Prepare yourself for some pleasant surprises – when we eventually applied the change on an actual database, the change was staggering, much more than what we hoped for. The query that were run for 24h in total, every day, now takes less than 10 minutes (yes you read it right, 10 minutes).

At this point you can certainly be happy and move on. But can we do better? For the sake of curiosity ? Yes we do.

SQL Server is rather smart that it knows we are getting the other columns as well, so those will be included in the index, to avoid a key lookup. Let’s see if we can remove that and see how it performs

(10 rows affected)
Table 'UniqueCoupon'. Scan count 10, logical reads 60, physical reads 0, page server reads 0, read-ahead reads 0, page server read-ahead reads 0, lob logical reads 0, lob physical reads 0, lob page server reads 0, lob read-ahead reads 0, lob page server read-ahead reads 0.
Table 'Worktable'. Scan count 0, logical reads 0, physical reads 0, page server reads 0, read-ahead reads 0, page server read-ahead reads 0, lob logical reads 0, lob physical reads 0, lob page server reads 0, lob read-ahead reads 0, lob page server read-ahead reads 0.
Table '#B1996E94'. Scan count 1, logical reads 1, physical reads 0, page server reads 0, read-ahead reads 0, page server read-ahead reads 0, lob logical reads 0, lob physical reads 0, lob page server reads 0, lob read-ahead reads 0, lob page server read-ahead reads 0.

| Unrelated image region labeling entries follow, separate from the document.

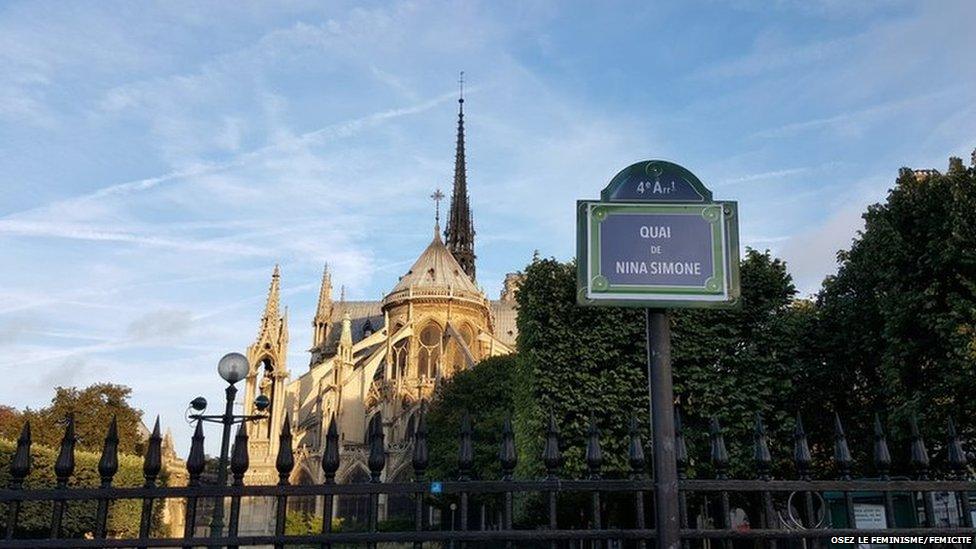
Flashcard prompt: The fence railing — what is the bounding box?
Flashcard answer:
[0,404,976,549]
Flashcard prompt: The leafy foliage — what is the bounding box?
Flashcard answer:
[515,257,647,477]
[671,249,812,478]
[806,158,976,468]
[427,355,516,479]
[0,433,161,538]
[18,383,142,454]
[515,250,810,475]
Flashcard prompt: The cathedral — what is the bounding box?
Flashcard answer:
[241,91,518,532]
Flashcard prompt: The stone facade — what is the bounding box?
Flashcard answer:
[241,94,519,533]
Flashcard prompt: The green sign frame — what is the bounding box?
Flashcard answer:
[576,160,740,309]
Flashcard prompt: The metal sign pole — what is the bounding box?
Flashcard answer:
[645,309,680,549]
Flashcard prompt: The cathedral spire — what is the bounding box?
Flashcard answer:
[312,263,332,348]
[261,265,281,331]
[444,71,475,280]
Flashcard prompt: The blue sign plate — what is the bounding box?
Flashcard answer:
[578,201,738,307]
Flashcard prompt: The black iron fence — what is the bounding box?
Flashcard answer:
[0,408,976,549]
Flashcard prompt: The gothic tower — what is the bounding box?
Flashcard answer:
[444,72,475,281]
[244,265,288,479]
[312,264,332,349]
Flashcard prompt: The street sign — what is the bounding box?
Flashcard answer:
[577,160,739,308]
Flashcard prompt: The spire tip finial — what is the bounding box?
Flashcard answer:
[458,71,464,104]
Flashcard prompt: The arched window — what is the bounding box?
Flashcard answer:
[257,358,275,438]
[453,324,477,372]
[392,338,410,377]
[386,467,416,520]
[288,469,316,518]
[417,322,441,379]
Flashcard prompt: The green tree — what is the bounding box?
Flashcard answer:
[515,250,811,476]
[515,257,647,477]
[0,438,166,538]
[811,158,976,468]
[0,405,24,440]
[427,355,516,479]
[671,249,813,478]
[18,383,142,454]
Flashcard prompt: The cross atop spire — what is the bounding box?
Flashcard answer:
[444,71,475,280]
[458,71,464,104]
[430,189,444,233]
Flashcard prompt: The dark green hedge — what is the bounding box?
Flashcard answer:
[0,440,159,537]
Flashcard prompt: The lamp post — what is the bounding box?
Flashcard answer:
[187,353,271,547]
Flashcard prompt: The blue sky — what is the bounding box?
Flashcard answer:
[0,0,976,446]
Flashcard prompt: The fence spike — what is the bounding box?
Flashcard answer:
[230,423,251,486]
[793,412,813,480]
[458,410,474,480]
[54,414,78,488]
[498,415,518,480]
[908,414,929,480]
[627,417,647,478]
[142,416,163,488]
[366,412,386,482]
[753,412,773,480]
[708,416,729,479]
[947,418,969,480]
[322,413,339,482]
[874,414,891,480]
[275,414,295,486]
[674,406,688,479]
[186,420,207,486]
[542,410,563,479]
[98,415,119,488]
[10,421,32,488]
[834,412,854,480]
[413,401,430,482]
[586,416,603,480]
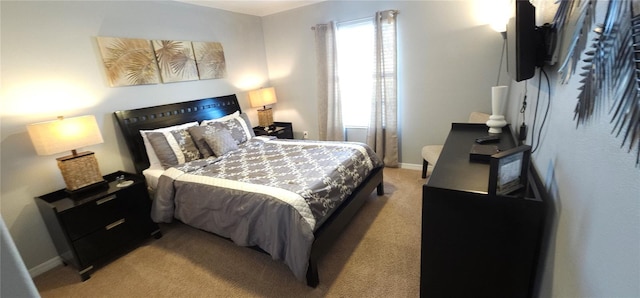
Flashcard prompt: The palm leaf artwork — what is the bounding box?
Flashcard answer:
[193,41,227,80]
[554,0,595,84]
[97,37,160,87]
[153,40,198,83]
[574,0,640,167]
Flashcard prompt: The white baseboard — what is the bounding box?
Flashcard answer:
[29,256,62,278]
[29,163,422,278]
[400,163,422,171]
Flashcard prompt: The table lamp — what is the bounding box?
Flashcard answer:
[249,87,278,127]
[27,115,107,195]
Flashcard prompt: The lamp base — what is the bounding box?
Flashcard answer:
[56,151,107,194]
[258,108,273,127]
[486,115,507,134]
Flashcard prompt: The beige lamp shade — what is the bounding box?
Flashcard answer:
[27,115,104,155]
[249,87,278,108]
[249,87,278,127]
[27,115,107,192]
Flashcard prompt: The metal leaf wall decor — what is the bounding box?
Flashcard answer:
[96,36,227,87]
[561,0,640,167]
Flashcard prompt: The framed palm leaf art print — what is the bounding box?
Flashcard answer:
[97,37,160,87]
[153,40,198,83]
[193,41,227,80]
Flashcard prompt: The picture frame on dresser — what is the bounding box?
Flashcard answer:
[488,145,531,196]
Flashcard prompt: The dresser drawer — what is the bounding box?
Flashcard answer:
[60,192,126,241]
[73,218,137,264]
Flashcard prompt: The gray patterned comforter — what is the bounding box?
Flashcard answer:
[151,138,382,281]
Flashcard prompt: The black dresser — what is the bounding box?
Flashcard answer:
[36,171,162,281]
[420,123,545,297]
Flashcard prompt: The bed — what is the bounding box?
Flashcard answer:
[114,95,384,287]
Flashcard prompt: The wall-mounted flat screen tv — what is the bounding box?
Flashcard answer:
[507,0,541,82]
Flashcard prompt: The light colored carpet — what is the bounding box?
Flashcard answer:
[34,168,425,297]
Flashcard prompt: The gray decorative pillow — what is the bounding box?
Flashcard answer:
[207,117,251,145]
[204,129,238,156]
[189,125,217,158]
[240,113,256,138]
[147,129,200,169]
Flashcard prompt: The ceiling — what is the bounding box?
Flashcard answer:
[176,0,326,17]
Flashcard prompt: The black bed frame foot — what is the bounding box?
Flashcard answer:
[307,260,320,288]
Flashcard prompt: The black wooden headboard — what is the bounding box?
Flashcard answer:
[113,94,240,173]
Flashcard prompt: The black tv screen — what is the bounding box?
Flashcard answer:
[507,0,539,82]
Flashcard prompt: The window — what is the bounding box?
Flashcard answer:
[336,18,376,127]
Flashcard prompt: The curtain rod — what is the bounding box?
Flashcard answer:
[311,9,400,30]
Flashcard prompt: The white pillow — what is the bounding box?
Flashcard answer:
[140,121,198,169]
[200,111,240,125]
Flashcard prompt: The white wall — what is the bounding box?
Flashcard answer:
[0,0,267,269]
[263,1,508,161]
[509,1,640,297]
[263,0,640,297]
[0,0,640,297]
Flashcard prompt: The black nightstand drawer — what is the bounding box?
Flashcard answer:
[36,171,162,280]
[73,218,136,264]
[60,193,126,240]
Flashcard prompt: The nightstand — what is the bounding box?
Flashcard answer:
[253,122,293,139]
[35,171,162,281]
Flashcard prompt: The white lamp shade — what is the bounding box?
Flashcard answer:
[27,115,104,155]
[249,87,278,108]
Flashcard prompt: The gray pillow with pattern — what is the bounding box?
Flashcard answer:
[147,129,201,169]
[203,129,238,156]
[207,117,251,145]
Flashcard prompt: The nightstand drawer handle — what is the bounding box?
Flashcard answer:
[104,218,124,231]
[96,195,117,205]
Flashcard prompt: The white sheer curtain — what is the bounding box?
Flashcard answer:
[314,22,345,141]
[367,10,398,167]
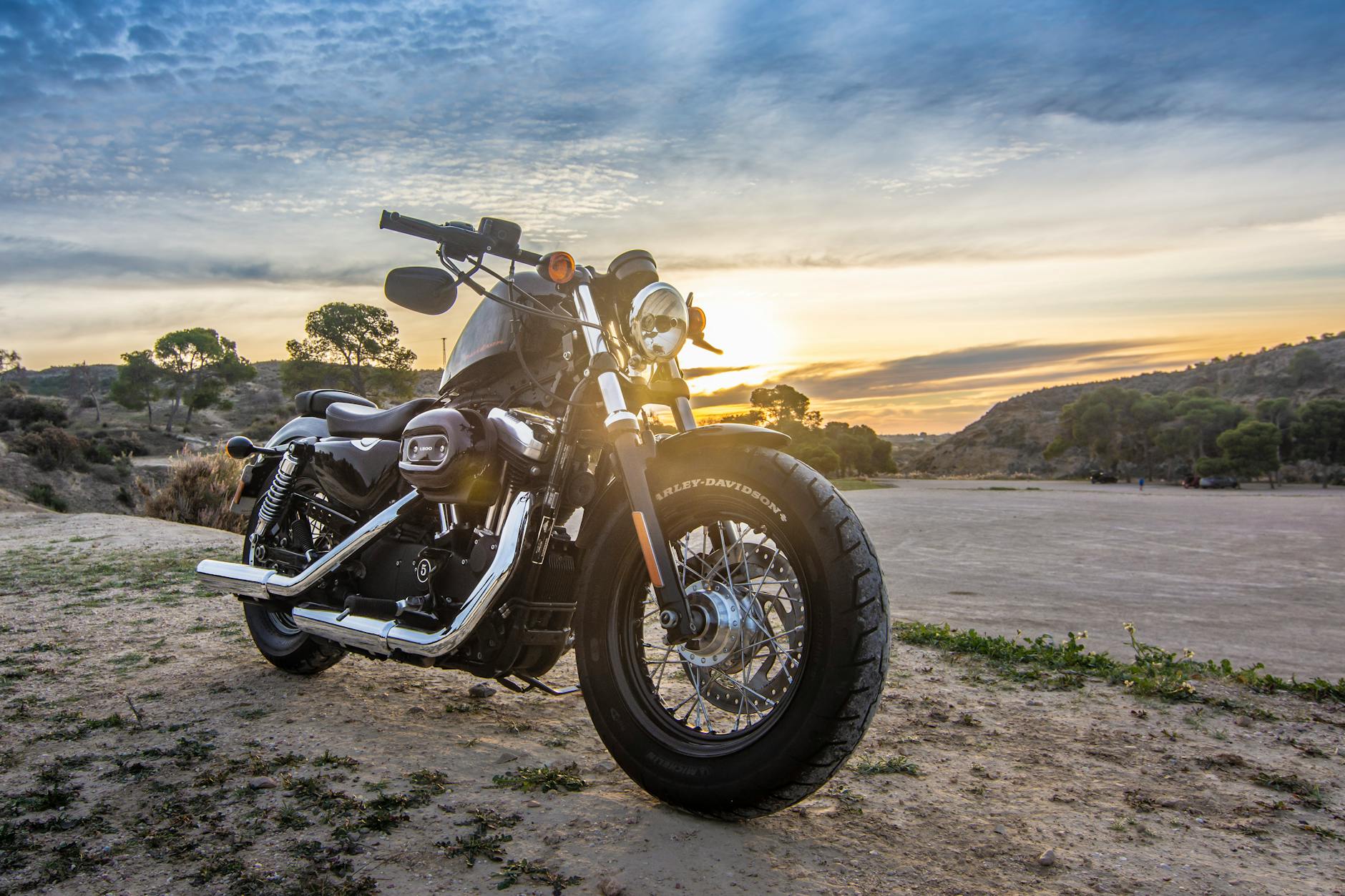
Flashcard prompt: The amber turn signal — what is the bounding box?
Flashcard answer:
[537,252,574,284]
[686,305,705,336]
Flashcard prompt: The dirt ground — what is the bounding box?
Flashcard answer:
[0,506,1345,896]
[846,481,1345,681]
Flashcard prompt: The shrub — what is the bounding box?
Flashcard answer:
[9,426,87,470]
[93,432,150,458]
[0,395,67,429]
[145,452,248,533]
[26,482,70,514]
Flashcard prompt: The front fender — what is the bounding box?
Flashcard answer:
[578,424,791,548]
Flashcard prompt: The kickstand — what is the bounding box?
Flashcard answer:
[495,675,579,697]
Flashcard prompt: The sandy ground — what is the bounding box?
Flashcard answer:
[0,506,1345,896]
[846,481,1345,681]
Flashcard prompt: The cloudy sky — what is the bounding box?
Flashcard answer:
[0,0,1345,432]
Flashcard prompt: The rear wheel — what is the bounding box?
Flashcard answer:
[243,472,346,675]
[577,449,888,818]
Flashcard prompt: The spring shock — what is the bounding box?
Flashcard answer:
[253,448,298,538]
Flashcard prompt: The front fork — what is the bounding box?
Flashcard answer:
[574,281,700,644]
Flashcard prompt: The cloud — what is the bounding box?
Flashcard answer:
[694,340,1170,408]
[682,365,752,380]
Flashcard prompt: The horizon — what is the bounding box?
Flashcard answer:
[0,0,1345,433]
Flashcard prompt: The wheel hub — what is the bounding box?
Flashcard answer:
[678,581,749,669]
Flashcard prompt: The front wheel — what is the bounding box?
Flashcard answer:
[577,449,888,818]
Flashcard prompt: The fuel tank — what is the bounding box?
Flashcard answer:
[439,270,564,395]
[308,438,401,510]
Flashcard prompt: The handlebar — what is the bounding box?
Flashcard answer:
[378,210,542,265]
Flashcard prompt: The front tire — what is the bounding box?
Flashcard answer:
[577,448,889,819]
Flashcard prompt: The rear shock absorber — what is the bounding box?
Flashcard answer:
[252,447,298,541]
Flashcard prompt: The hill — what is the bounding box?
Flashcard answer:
[902,333,1345,478]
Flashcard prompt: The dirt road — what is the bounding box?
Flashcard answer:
[0,506,1345,895]
[846,481,1345,681]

So it was indeed worse, a key lookup is performed for every row (SQL Server uses the index to track down the rows and read the other columns from there)

There are two way to get rid of those key lookup – includes the columns in the index itself, or, more dramatic, make the index the clustered. As we can see the data should be accessed by PromotionId and Code, it makes perfect senses.

It is a commonly belief that Identity column should be clustered index – it is unique, it is not null. However, it only makes senses if it is the most heavily accessed column. In this case, Id only serves as an Identity column, it does not need to be the clustered index (although being an unique means it will has a non clustered index for it)

ALTER TABLE [dbo].[UniqueCoupon] DROP CONSTRAINT [PK__UniqueCo__3214EC0744C2FF38] WITH ( ONLINE = OFF )
GO

ALTER TABLE [dbo].[UniqueCoupon] ADD PRIMARY KEY NONCLUSTERED 
(
	[Id] ASC
)

Does this bring dramatically performance change? Unlikely. My test show no improvement in statistic. However, there is one critical impact here: we significantly reduced the size of indexes in the table. (data incoming)

Moral of the story

  • Indexes are crucial.
  • You can almost always do better than the auto suggested indexes.
  • Real test is the only true validation.